Gunning for its share of the growing market for disaster-recovery storage products and services, StorageTek Corp. is negotiating with a number of potential telco partners to deliver a complete IP disaster-recovery offering called StorageTek Lifeline.
StorageTek is looking to partner in an effort to reduce infrastructure costs, unlike Compaq Computer Corp., which last week added a Fibre Channel-to-IP bridge to its Data Replication Manager storage product, giving Compaq the ability to offer IP disaster recovery from a single vendor.
Louisville, Colo.-based StorageTek should be ready to introduce its Lifeline partners by April 2002, said Michael Stout, global vice-president of business continuity services at StorageTek.
StorageTek’s Lifeline will essentially be an “architectural template” for companies looking to implement a disaster-recovery program to back up vital storage resources, Stout said. The template-based approach should make it easier and less expensive for companies to deploy a storage disaster-recovery system, Stout added.
The base design of Lifeline will consist of a Sun Microsystems Inc. server connected to a company’s primary storage and running StorageTek’s hierarchical storage management software.
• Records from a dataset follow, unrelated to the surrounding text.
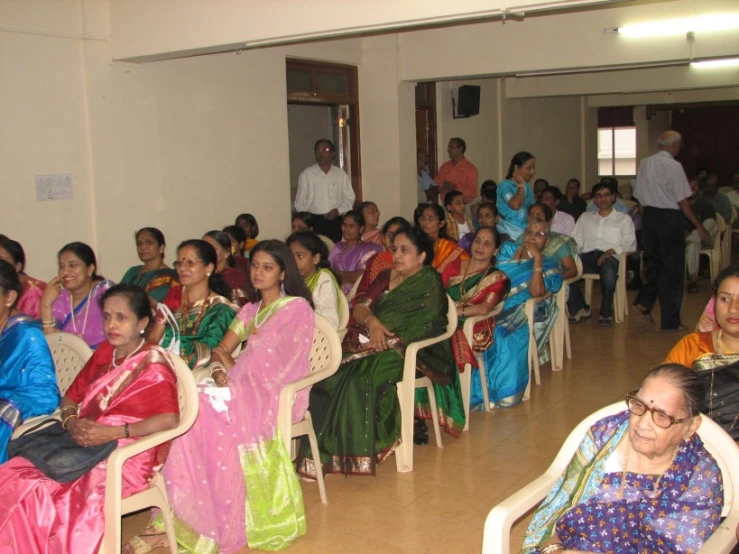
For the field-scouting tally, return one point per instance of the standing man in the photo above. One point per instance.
(663, 190)
(325, 191)
(458, 173)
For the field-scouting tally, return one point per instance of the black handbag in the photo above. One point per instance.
(722, 397)
(52, 450)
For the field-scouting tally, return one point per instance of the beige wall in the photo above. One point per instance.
(184, 145)
(143, 29)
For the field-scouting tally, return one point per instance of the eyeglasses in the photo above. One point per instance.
(189, 264)
(660, 418)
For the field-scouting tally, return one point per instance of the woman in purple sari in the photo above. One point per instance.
(71, 300)
(349, 257)
(641, 480)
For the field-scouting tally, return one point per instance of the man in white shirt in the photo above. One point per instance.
(601, 237)
(325, 191)
(663, 190)
(562, 223)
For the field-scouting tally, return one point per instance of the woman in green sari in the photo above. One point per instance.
(201, 309)
(155, 277)
(557, 246)
(356, 412)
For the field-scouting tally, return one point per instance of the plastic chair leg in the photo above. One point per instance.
(426, 383)
(316, 456)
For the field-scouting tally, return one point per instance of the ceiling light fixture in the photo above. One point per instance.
(709, 23)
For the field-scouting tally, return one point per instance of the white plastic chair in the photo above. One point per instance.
(496, 535)
(70, 354)
(353, 292)
(620, 303)
(325, 358)
(465, 378)
(343, 315)
(561, 330)
(407, 390)
(156, 494)
(714, 253)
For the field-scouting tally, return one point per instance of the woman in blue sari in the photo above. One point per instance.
(515, 196)
(532, 275)
(27, 381)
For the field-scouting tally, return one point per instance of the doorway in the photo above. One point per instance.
(322, 103)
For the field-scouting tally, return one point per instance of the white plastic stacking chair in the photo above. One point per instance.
(497, 533)
(407, 390)
(620, 303)
(465, 378)
(714, 252)
(156, 493)
(325, 358)
(70, 354)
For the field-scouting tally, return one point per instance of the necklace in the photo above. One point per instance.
(655, 492)
(475, 290)
(87, 312)
(112, 363)
(185, 326)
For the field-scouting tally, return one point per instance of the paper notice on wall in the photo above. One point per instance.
(55, 186)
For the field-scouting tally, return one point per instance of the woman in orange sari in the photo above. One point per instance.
(430, 219)
(476, 286)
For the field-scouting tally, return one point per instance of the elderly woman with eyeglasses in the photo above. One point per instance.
(641, 481)
(531, 275)
(201, 308)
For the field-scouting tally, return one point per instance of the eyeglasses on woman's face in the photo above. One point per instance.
(187, 264)
(660, 418)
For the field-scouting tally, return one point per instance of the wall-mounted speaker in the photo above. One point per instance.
(468, 101)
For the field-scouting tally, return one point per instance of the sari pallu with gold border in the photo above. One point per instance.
(41, 516)
(201, 329)
(356, 412)
(506, 361)
(594, 509)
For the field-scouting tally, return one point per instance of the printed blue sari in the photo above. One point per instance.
(28, 385)
(506, 361)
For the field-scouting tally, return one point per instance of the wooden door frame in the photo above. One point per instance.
(351, 98)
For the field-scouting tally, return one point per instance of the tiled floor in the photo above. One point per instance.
(441, 506)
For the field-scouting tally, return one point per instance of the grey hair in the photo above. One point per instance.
(668, 138)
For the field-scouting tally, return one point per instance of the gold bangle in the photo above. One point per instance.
(554, 547)
(64, 423)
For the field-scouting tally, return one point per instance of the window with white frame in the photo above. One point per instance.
(617, 151)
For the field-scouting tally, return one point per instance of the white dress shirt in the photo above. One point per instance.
(612, 232)
(562, 223)
(661, 182)
(319, 192)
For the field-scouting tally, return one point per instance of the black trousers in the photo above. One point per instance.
(663, 235)
(330, 228)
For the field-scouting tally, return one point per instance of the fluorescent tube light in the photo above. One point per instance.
(712, 64)
(709, 23)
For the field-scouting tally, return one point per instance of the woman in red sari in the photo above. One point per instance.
(382, 260)
(30, 301)
(431, 220)
(125, 391)
(476, 286)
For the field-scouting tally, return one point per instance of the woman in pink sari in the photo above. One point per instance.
(349, 257)
(230, 479)
(30, 301)
(125, 391)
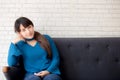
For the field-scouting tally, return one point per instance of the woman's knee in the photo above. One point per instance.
(32, 77)
(52, 77)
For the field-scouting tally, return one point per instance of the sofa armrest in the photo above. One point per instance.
(13, 73)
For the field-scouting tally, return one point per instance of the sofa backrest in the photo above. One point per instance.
(89, 58)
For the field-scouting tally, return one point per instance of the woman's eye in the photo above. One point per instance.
(29, 26)
(23, 30)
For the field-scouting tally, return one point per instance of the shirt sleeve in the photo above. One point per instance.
(55, 56)
(14, 53)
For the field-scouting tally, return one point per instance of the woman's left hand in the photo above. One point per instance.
(42, 73)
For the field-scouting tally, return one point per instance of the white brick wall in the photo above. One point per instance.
(59, 18)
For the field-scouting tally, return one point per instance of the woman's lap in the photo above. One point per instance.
(47, 77)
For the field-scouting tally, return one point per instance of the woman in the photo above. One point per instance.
(40, 55)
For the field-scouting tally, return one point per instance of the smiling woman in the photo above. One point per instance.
(39, 53)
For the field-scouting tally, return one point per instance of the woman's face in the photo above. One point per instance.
(27, 32)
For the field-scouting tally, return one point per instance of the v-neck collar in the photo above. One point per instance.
(32, 45)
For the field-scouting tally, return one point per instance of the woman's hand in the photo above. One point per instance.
(19, 37)
(42, 73)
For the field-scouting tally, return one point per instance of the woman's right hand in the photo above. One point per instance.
(19, 37)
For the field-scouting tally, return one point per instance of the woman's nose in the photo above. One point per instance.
(28, 31)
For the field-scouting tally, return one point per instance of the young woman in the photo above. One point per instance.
(40, 55)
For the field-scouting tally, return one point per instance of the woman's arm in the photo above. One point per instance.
(14, 53)
(55, 55)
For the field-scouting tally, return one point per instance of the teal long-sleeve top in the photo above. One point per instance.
(34, 57)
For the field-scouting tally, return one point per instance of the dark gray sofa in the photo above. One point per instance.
(85, 59)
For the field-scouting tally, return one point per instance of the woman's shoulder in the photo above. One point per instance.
(47, 36)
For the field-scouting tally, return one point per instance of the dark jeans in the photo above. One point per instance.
(47, 77)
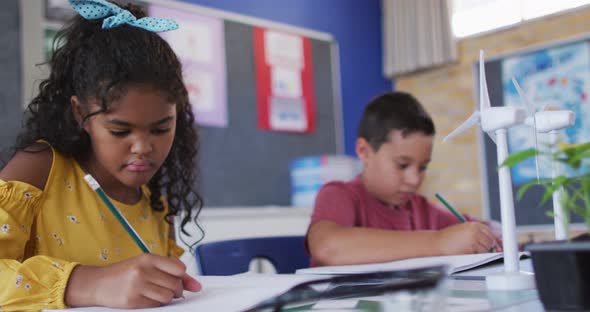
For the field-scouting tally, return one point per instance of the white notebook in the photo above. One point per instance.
(456, 263)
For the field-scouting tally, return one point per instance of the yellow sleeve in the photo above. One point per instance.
(39, 282)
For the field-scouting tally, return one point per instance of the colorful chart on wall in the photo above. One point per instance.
(552, 78)
(200, 47)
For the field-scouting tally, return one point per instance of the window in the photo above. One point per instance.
(475, 16)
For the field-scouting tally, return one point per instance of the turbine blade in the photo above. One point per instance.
(472, 120)
(484, 97)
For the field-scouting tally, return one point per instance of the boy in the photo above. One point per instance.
(378, 216)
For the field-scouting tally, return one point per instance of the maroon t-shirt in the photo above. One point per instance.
(350, 204)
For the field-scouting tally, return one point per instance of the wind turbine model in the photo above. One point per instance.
(549, 122)
(495, 121)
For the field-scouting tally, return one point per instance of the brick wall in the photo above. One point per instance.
(447, 93)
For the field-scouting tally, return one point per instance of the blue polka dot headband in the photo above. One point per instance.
(94, 9)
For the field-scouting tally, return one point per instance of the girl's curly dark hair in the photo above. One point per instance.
(96, 63)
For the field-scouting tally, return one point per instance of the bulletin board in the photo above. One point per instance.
(239, 164)
(555, 75)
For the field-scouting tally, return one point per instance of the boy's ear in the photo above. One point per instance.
(76, 109)
(362, 149)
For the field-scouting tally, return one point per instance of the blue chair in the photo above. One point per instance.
(286, 253)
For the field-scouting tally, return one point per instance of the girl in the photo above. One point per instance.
(115, 107)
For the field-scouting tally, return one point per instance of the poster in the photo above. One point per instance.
(284, 81)
(557, 78)
(199, 44)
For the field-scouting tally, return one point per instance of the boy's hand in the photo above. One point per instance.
(144, 281)
(466, 238)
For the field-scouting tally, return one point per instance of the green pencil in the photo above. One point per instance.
(458, 215)
(105, 199)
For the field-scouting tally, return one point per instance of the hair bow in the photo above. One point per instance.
(93, 9)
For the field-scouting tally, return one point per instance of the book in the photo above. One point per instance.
(455, 263)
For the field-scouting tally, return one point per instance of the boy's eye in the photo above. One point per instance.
(119, 133)
(159, 131)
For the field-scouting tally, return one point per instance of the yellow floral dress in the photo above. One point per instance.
(45, 234)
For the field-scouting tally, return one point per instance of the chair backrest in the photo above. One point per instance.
(286, 253)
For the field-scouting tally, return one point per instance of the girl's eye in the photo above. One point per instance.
(119, 133)
(159, 131)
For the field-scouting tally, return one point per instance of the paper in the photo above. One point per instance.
(456, 263)
(224, 293)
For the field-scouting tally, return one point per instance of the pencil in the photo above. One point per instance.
(130, 230)
(458, 215)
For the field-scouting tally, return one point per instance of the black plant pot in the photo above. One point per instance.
(562, 273)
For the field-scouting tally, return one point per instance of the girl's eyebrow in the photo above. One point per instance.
(128, 124)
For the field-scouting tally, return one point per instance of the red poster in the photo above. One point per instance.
(284, 81)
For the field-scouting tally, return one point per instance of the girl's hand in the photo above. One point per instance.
(466, 238)
(144, 281)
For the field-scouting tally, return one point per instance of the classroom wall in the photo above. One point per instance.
(447, 93)
(356, 26)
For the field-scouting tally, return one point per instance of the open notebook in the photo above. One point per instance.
(456, 264)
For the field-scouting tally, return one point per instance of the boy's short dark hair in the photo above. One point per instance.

Changes made to the primary storage network will be detected by the Sun server and transmitted out to four tape-based storage backup sites through a partnering telco, Stout said.
Policy-based management tools within Lifeline will assist companies in backing up only the data they choose, saving money on unnecessary disk and tape space.
StorageTek will leverage its savvy as an established provider of tape, disk, and storage software products to offer additional savings to customers looking to implement a Lifeline disaster-recovery program.
Customers trying to decide whether it makes more sense to go with a company such as StorageTek, which will outsource parts of Lifeline, vs. a company such as Houston-based Compaq, which can provide a homegrown disaster-recovery product, should turn to the history of their relationship with potential vendors, said Tony Prigmore, senior analyst at Enterprise Storage Group Inc. in Milford, Mass.
“The truth is that for the customer to trust any company to roll out a mission-critical application for them, it’s not going to matter if the company owns all the pieces of intellectual property, or if they have partners,” Prigmore said. “It comes down to trust.”